What Happens when a Liquidator is Appointed?


The liquidator is given full control of the assets and undertaking of the company.  This control is however subject to the rights of creditors who have securities over the assets and undertaking.


The liquidator has a period of 5 working days in which to prepare a statement of the company’s position and report to creditors.  During this period the liquidator will normally determine whether or not to continue to trade.  This decision will be coloured by the fact that the liquidator will be personally liable for any debts incurred through trading whilst the company is in liquidation.


The liquidator will take control of all assets of the company including bank accounts, and request the bankers to dishonour all cheques subsequent to his appointment.  The liquidator will either dismiss any remaining staff, or negotiate arrangements for their continued employment by him.


The liquidator has powers to disclaim any contracts which he deems to be onerous. This will normally be exercised to terminate rental agreements and other contracts for the provision of services.


When the assets of the company have been realised, the proceeds after the costs of the liquidation will be distributed to creditors in the order of priorities laid down in the Companies Act.  Naturally, where assets are secured to creditors the proceeds from those assets up to the level of the debt secured be passed to those creditors, subject to the priority provisions of the Seventh Schedule of the Companies Act.

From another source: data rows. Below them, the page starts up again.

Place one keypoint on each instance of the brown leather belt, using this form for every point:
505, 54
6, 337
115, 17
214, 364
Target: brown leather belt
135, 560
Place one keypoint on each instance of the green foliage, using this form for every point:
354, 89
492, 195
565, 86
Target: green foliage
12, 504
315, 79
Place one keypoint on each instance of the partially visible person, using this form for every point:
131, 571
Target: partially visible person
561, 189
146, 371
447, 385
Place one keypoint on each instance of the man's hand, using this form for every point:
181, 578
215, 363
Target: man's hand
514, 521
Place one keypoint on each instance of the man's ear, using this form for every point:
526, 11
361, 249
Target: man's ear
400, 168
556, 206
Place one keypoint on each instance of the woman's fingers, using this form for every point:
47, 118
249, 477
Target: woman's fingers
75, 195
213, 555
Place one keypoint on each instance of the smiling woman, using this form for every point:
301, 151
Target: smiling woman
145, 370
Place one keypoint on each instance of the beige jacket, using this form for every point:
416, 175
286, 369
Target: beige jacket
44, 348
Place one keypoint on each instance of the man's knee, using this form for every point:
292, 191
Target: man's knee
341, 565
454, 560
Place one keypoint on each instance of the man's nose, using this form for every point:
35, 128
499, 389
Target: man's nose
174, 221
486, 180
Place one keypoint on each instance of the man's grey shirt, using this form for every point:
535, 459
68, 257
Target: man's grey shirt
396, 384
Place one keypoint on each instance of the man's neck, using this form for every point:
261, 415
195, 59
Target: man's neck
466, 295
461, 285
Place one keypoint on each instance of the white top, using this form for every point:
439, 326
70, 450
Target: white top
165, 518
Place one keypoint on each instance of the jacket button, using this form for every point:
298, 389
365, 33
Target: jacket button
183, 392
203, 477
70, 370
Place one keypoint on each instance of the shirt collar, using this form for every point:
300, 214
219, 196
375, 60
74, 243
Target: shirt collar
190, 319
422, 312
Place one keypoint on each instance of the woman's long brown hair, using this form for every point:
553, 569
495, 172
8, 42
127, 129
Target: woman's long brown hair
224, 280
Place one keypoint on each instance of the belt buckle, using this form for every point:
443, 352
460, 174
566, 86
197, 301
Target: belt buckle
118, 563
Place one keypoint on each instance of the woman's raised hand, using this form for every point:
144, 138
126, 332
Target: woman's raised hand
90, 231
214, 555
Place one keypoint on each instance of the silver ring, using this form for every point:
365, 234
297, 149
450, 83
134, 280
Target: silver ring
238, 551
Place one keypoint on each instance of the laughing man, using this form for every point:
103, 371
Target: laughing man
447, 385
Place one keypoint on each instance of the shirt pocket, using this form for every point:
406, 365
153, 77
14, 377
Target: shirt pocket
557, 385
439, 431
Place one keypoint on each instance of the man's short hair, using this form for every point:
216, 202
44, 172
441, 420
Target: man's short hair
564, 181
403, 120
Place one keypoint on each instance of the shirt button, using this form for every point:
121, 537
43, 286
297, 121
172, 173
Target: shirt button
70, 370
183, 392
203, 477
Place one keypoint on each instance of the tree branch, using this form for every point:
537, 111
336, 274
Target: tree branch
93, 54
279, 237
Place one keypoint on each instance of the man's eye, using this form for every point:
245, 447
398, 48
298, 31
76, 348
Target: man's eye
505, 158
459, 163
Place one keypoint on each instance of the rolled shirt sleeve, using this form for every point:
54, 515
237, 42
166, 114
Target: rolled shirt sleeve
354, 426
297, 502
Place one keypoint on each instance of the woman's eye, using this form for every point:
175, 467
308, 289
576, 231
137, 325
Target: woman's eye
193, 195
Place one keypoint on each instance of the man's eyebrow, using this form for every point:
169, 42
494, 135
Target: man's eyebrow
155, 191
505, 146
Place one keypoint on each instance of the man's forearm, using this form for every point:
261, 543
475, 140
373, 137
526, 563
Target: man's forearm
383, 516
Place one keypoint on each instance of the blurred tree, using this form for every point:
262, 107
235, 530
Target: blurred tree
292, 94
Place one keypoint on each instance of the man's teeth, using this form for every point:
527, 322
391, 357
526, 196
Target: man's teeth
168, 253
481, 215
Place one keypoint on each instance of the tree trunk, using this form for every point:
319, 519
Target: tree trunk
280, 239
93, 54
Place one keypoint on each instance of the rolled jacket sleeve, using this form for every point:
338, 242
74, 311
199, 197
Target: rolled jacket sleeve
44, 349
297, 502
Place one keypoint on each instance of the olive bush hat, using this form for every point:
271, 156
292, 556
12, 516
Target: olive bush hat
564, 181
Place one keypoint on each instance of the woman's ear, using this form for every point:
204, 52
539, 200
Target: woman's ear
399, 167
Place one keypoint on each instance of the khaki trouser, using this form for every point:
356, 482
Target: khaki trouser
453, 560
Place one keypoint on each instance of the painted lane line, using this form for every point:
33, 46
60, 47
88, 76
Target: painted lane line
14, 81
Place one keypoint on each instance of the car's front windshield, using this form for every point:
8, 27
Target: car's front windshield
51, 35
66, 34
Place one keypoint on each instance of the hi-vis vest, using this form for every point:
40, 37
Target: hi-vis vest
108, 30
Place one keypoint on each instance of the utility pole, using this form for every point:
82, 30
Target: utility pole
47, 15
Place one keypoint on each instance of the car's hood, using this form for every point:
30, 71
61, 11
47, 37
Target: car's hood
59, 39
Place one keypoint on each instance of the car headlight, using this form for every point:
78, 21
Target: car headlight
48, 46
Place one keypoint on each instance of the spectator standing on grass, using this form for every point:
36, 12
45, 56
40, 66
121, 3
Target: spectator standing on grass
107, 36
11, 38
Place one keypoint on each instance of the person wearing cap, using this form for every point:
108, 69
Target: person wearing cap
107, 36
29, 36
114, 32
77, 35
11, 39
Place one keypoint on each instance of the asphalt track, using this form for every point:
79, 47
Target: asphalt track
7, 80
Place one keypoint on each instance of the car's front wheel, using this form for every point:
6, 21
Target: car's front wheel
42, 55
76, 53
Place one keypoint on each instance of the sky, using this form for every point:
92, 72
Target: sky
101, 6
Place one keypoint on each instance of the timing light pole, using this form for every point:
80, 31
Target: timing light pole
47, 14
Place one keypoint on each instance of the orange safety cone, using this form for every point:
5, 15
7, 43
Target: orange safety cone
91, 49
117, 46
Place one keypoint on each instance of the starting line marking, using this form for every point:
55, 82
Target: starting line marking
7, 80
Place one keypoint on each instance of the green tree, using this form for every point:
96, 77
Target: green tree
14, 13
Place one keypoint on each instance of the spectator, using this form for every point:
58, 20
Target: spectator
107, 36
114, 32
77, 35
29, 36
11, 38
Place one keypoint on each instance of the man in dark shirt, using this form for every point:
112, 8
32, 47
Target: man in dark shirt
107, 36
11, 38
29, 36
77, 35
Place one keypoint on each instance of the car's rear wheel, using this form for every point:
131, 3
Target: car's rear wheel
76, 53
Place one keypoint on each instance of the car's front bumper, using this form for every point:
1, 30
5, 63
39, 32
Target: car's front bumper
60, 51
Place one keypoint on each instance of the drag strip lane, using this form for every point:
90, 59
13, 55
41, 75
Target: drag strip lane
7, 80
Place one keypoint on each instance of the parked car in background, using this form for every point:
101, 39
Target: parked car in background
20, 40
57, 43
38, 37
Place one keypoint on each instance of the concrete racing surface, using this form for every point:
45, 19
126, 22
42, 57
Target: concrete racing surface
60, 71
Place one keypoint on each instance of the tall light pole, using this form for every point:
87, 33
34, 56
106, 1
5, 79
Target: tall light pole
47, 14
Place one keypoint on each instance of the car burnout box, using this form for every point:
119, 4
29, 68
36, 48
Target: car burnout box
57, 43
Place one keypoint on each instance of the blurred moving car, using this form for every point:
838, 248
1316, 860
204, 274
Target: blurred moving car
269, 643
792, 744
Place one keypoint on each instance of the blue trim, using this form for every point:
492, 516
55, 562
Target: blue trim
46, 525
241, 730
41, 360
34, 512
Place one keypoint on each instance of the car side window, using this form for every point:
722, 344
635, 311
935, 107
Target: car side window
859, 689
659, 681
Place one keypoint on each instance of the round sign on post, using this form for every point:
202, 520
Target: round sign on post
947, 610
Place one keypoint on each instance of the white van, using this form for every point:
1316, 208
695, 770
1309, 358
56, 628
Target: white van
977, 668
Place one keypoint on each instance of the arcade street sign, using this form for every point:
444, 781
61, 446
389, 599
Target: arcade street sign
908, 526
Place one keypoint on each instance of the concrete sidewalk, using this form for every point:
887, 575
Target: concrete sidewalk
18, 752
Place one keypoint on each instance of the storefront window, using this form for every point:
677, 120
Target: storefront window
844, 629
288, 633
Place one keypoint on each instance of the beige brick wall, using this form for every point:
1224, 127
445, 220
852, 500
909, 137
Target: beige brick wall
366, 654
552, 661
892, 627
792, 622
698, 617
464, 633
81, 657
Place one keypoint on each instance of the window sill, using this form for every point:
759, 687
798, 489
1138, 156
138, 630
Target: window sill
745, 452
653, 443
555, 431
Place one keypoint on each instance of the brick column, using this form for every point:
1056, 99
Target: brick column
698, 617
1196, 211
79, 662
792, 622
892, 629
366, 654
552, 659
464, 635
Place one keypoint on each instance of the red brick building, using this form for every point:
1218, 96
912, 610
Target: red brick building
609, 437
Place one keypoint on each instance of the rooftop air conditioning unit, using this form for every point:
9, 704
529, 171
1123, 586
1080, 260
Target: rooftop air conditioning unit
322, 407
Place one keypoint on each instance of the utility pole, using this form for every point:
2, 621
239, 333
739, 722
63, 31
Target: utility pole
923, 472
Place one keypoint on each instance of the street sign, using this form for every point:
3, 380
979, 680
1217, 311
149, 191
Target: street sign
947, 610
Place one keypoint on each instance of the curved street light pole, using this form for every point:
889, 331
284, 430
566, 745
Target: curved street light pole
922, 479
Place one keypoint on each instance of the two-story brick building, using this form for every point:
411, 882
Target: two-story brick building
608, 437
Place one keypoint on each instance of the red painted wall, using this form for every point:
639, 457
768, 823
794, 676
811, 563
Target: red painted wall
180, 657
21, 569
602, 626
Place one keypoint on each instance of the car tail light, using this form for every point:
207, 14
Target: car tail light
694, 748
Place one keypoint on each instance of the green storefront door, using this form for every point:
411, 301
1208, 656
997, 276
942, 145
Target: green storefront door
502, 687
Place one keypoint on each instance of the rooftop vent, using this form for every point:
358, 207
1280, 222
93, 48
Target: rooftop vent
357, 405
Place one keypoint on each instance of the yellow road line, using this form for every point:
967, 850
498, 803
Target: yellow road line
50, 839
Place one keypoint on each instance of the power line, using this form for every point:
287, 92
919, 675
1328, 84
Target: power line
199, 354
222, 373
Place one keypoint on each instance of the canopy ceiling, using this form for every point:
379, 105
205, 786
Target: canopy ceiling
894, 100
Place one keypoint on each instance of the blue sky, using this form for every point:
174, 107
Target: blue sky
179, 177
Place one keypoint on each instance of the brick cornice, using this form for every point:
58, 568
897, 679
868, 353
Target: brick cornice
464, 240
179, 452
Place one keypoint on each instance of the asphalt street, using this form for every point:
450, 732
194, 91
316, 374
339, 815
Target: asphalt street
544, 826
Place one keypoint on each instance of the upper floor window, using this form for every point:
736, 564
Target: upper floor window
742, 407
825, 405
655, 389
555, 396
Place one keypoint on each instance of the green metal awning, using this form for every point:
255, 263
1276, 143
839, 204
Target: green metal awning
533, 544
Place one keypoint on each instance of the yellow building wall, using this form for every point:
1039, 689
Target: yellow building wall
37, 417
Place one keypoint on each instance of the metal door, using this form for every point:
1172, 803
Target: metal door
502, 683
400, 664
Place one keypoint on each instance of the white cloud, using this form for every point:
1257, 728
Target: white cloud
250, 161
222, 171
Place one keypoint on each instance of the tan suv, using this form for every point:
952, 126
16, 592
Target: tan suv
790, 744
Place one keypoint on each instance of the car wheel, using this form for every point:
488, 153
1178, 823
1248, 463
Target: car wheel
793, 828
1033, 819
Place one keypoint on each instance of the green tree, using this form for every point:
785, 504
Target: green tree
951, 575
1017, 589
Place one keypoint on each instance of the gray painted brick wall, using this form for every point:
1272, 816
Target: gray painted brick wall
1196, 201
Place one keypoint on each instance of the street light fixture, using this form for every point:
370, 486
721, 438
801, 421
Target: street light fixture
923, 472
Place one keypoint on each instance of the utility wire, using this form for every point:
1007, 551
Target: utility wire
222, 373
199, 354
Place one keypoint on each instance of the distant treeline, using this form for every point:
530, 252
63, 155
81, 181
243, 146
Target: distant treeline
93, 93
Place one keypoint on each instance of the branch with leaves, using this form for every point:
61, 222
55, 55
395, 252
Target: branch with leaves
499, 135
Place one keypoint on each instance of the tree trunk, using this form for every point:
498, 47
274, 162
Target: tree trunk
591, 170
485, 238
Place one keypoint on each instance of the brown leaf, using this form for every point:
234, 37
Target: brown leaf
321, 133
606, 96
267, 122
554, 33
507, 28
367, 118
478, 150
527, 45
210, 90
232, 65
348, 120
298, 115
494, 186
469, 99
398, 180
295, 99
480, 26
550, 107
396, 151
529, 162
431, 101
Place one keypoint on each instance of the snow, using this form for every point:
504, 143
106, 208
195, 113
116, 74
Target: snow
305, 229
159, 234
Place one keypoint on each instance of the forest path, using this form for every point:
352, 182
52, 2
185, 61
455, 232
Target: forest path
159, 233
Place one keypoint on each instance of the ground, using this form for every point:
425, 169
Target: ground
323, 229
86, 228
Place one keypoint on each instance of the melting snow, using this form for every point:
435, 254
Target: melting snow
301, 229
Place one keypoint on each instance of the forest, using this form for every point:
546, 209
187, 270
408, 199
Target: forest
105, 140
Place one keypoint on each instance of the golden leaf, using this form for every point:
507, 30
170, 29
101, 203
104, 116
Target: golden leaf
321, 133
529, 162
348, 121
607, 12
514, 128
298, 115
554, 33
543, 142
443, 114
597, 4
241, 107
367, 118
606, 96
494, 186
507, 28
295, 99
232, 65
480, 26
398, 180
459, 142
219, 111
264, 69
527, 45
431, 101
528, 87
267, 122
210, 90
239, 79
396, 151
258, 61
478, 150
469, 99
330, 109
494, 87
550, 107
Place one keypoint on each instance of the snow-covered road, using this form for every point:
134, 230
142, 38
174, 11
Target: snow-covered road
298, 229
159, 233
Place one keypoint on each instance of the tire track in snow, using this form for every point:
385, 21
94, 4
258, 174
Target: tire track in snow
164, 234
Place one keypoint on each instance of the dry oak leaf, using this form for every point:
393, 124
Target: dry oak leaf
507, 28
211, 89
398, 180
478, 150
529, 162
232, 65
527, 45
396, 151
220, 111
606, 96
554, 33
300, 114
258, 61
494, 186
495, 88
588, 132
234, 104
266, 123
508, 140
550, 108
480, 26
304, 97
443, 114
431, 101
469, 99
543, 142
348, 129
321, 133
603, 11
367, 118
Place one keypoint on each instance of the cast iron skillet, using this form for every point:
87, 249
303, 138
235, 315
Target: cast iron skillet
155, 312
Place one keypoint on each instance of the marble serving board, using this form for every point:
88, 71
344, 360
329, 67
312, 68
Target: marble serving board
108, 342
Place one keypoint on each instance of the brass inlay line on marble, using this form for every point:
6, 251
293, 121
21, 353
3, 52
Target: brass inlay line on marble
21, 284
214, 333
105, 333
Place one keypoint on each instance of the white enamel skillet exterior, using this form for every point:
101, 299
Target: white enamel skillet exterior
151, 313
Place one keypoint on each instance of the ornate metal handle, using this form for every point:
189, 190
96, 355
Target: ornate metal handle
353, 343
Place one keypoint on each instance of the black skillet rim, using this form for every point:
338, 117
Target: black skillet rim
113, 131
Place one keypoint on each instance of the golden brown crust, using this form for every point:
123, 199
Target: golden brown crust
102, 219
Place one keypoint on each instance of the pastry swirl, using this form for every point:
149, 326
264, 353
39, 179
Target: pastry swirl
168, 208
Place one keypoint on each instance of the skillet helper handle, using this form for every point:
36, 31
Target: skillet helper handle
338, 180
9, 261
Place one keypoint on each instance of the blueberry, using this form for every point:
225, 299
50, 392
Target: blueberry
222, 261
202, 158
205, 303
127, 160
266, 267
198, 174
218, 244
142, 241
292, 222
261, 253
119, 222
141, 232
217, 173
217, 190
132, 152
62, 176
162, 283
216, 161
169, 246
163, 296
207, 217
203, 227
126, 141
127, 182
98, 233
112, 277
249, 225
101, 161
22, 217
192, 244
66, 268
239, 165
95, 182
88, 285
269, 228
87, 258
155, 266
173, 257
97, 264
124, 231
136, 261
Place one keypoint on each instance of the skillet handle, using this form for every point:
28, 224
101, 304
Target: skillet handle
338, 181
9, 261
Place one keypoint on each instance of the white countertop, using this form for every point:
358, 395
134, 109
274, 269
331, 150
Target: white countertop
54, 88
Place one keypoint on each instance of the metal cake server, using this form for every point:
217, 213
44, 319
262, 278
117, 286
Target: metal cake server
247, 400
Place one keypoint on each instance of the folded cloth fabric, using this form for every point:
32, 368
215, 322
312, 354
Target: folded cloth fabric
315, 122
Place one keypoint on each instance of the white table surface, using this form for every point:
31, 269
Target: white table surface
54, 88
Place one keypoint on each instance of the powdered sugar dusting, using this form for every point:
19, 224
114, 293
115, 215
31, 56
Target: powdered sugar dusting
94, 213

Employees are granted priority under the Seventh Schedule up to a designated amount for services provided in the 4 months prior to liquidation and holiday pay.  The limit is amended annually by Parliament.  However, the priority of employees is equal to that of Inland Revenue for GST and payroll related deductions.  As a result, it is usual for a liquidator to hold off any distribution to employees until certain that sufficient has been realised from the assets of the company to meet the preferential clams of employees and Inland Revenue.